Mother in law strange behaviour?(155 Posts)
My mother in law is having one of my children today and overnight. Lovely!
My husband came home from Work and Said that they had spoken on his way home.
According to her my son’s shoes don’t fit properly so she Will go into town tomorrow to buy new ones.
Now they are new shoes so i explained they are a little hard and need to be Worn in but he has Worn them a few days and no conplaints so far from him or nursery.
She has a history of buying my children clothes and wanting to show her style through them!
She never contacted me to tell me what she thought though. I asked my husband:
had she not have mentioned it would he have noticed they were ill fitting .
He didnt know. 😉
Is this strange?
Hmm. It's a tough one. On the surface of it, it all seems so innocent. MIL thinks the shoes don't fit correctly, so she's graciously buying a new pair tomorrow.
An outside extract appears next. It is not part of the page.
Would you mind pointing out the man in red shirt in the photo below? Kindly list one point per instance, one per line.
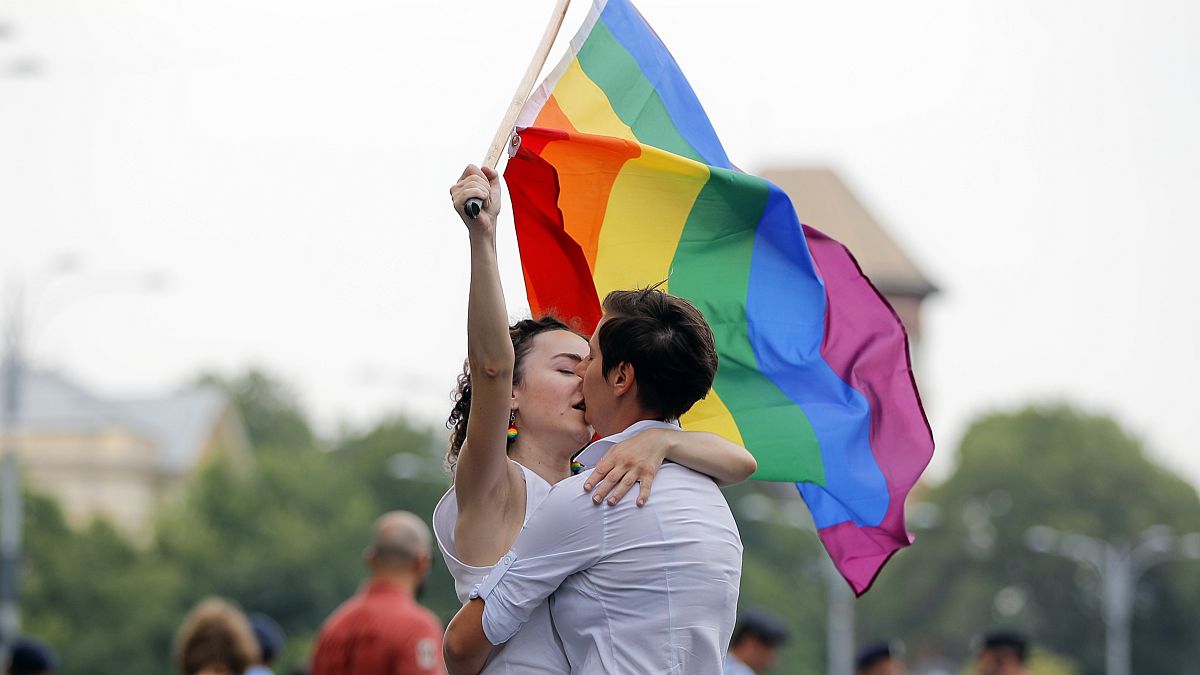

If I posted the same post as you OP and also posted background info about my MIL's previous behaviour, everyone on this thread would agree with me that MIL was horribly controlling and trying to make a point. This is because she has displayed controlling behaviour in the past towards my twins, often trying to be an extra parent. She frequently oversteps the mark and crosses boundaries, and when she's talked to about it she argues and pouts.
Is there similar behaviour from your MIL in the past towards you that has sensitized you or that has confirmed that she's trying to undermine you as a mother? It feels like the issue here is not really the shoes per se, but your perception that MIL is criticising your parenting?
Lizzie48 are you my secret sister? My mum is the same and she is 80 this year.
When we put in our bathroom with a subtle white/soft sea green colour scheme, she bought us bright orange towel sets. Her way of saying she didnt like the bathroom . I said thanks but no thanks and she took them back. She still buys lots of clothes for the kids and for me too. When my son was 6 months old, she bought him an outfit that cost over £100, it was lovely and completely impractical and we could have done with the money at the time. She is very full on but she has a heart of gold and does it with the best intentions. I appreciate her and everything she does. She is as giving with her time. She is a generous person to all. I know I would only have to say one of the kids really wants x and she would get it for them - I don't do that though. She is a force of nature though and you don't want to get on the wrong side of her.
We are like chalk and cheese which has lead to some tricky moments especially as I am quite laid back like my Dad. But you are right, you just have to learn to say no. At least we get to learn from their mistakes (but make our own ones instead!).
Gosh, what am I reading? You are moaning about your MIL buying shoes for your DS. Words fail. YABU
Op, I think if you suffer from mental health issues, then depending on what is wrong, then possibly you'll accept that maybe sometimes your reactions are off somewhat?
The fact you think the shoes need to be worn in, indicates there is an issue, as small kids shoes should never need to be worn in. It's likely your mother in law told your husband as she was concerned about your reaction if she told you and she didn't wish to make a big deal of it.
I think if you're lonely then it would not be the best idea to make enemies or fall out with the people you do have in your life, when their behaviour is otherwise good and kind, and it's hugely likely they are acting with the best of intentions. Sometimes we need all the support we can get.
Could you leave the new shoes at her house, to be worn when her DGC stays there?
3e've never had a pair of kid shoes that needed to be worn in though (sounds more like old fashioned walking boots!). Are you sure they do fit OK?